Tomorrow starts San Francisco Fringe Festival. It will run through Sept. 20 and will feature 150 performances from 35 different shows.
Fringe festivals are always a fun way to discover new and exciting projects, often cutting edge and minimalist.
This year’s 23rd annual event though is short on GLBT oriented productions. But here’s a rundown on them:
“Love At Home,” fresh from the New York Fringe, follows two Mormon teenage sisters in the summer after Proposition 8 passes and the way they deal with such social change. Many of the New York actors believe in the story and are re-creating their roles in San Francisco.
“My Body Love Story” has queer and disabled Berkeley resident Dominika Bednarska in a solo performance taking us to dance floors, shopping malls, and theatre to tell the story of how she learned to love her body and adapt to the world around her.
“Matthew Shepard Meets Coyote” is a solo show that has Matthew Shepherd, left for dead in Laramie, and visited by a great spirit who tries to inspire him to move away from the cruelty that has been put on him. Writer Harry Cronin promises wit and poignancy as we relive Shepherd’s last days.
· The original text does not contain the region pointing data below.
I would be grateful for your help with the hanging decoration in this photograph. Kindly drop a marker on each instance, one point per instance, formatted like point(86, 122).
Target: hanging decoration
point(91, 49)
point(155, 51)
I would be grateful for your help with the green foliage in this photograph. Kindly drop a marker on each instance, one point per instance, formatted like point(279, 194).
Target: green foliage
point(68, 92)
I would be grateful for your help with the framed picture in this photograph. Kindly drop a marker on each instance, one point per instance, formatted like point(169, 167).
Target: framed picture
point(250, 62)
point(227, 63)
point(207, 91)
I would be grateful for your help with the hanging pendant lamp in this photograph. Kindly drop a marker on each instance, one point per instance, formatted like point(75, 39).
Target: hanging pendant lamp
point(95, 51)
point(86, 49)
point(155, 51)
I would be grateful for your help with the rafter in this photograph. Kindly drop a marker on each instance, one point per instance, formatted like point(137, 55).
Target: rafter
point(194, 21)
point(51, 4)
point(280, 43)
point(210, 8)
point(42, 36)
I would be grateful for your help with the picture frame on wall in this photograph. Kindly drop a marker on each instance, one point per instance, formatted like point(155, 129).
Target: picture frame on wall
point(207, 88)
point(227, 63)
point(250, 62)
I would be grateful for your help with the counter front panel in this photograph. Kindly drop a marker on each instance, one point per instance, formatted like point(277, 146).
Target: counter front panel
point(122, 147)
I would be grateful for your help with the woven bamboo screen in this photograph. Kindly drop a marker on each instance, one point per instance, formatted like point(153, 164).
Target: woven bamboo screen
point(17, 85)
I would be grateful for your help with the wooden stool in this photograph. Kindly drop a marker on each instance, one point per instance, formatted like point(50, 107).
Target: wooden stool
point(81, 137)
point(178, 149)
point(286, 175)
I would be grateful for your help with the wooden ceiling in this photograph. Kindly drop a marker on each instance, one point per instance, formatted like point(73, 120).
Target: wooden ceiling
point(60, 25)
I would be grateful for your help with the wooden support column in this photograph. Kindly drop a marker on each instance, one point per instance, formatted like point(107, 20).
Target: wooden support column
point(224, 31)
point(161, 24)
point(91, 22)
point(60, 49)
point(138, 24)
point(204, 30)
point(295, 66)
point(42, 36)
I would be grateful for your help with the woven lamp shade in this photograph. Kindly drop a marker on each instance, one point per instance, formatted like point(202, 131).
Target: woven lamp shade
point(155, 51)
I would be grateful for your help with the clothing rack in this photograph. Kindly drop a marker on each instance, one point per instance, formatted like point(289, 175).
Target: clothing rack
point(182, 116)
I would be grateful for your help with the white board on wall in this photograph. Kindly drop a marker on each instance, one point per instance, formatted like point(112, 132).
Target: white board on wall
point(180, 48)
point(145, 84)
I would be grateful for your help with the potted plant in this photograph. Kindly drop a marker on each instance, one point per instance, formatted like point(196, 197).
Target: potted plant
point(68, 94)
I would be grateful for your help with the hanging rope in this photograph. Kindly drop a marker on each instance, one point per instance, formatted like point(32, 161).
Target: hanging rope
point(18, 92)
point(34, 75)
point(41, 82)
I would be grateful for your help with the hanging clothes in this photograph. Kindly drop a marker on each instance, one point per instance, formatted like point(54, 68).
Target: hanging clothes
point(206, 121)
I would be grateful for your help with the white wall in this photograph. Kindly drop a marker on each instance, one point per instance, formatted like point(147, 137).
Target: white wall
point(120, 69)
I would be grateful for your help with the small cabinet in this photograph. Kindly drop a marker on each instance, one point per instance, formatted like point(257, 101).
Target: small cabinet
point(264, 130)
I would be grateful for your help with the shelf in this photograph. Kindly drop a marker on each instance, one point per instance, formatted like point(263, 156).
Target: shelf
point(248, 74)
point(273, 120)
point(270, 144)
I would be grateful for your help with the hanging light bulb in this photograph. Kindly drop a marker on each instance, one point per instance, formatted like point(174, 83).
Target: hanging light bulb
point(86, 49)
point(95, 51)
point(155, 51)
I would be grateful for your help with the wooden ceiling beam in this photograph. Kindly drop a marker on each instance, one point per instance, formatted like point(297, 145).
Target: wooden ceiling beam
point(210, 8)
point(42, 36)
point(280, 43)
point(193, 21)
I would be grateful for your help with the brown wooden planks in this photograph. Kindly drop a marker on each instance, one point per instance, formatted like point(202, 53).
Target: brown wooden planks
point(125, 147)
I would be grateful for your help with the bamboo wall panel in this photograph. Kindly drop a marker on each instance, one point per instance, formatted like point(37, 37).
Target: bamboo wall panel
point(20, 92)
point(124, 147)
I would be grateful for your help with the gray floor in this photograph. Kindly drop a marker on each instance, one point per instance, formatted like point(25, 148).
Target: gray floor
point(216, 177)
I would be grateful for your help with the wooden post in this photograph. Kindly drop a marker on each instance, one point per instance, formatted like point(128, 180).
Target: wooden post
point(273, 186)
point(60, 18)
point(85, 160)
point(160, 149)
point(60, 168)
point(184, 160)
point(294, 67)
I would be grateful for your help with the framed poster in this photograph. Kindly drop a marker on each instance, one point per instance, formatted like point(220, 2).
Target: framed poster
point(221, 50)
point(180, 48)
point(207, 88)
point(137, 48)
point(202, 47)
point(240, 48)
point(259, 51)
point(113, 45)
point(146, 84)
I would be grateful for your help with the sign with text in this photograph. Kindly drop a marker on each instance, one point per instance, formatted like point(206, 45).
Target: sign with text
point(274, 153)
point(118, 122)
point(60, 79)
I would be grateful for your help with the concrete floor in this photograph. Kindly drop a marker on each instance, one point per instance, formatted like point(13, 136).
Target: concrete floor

“Deal with the Dragon,” another solo show, features local actor Kevin Rolston whose character Hunter is having a co-dependent relationship with a much older man….sooo much older that he’s ancient. And by ancient, it might mean he’s a dragon.
While not GLBT, here’s a few other noteworthy shows:
“A Date for the Evening,” which recently played in New York, is the story of one woman’s adventurous night of speed dating so she can overcome her broken past.
“And She Bakes, Live” can easily be a fun night as she actually bakes and you get to eat her gluten-free and vegan creations as she talks love, sex and anything on her mind. It’s played at many festivals and seems to win awards wherever it plays.
“The Road to High Street” caught lymy eye as it mixes rock & roll and rich San Francisco history in a digitally enhanced story of a juggler chasing his dream.
“Blues for Charles” seems to be a musical history lesson on the murdered Charles Sullivan, the original owner of the Fillmore club and one of the first prominent promoters of black music on the West Coast.
“Conversation After a Film” is the perfect surreal date as you can see a show about people who meet at a movie and grab a drink after to discuss, while wondering about mutual attractions. So you can see the play about the movie on a date and then go to discuss after the play about the play about a movie.
“Dam/aged The Musical” – If you know me, I see anything that says “the musical.” This theatrical musical event brings to light the harsh realities in communities of color across America – including prostitution, gang violence, substance abuse, domestic violence and absent fathers.
Tickets and more information on these and other shows can be found at www.sffringe.org. There are a couple of great show passes that greatly reduce the price of already inexpensive shows.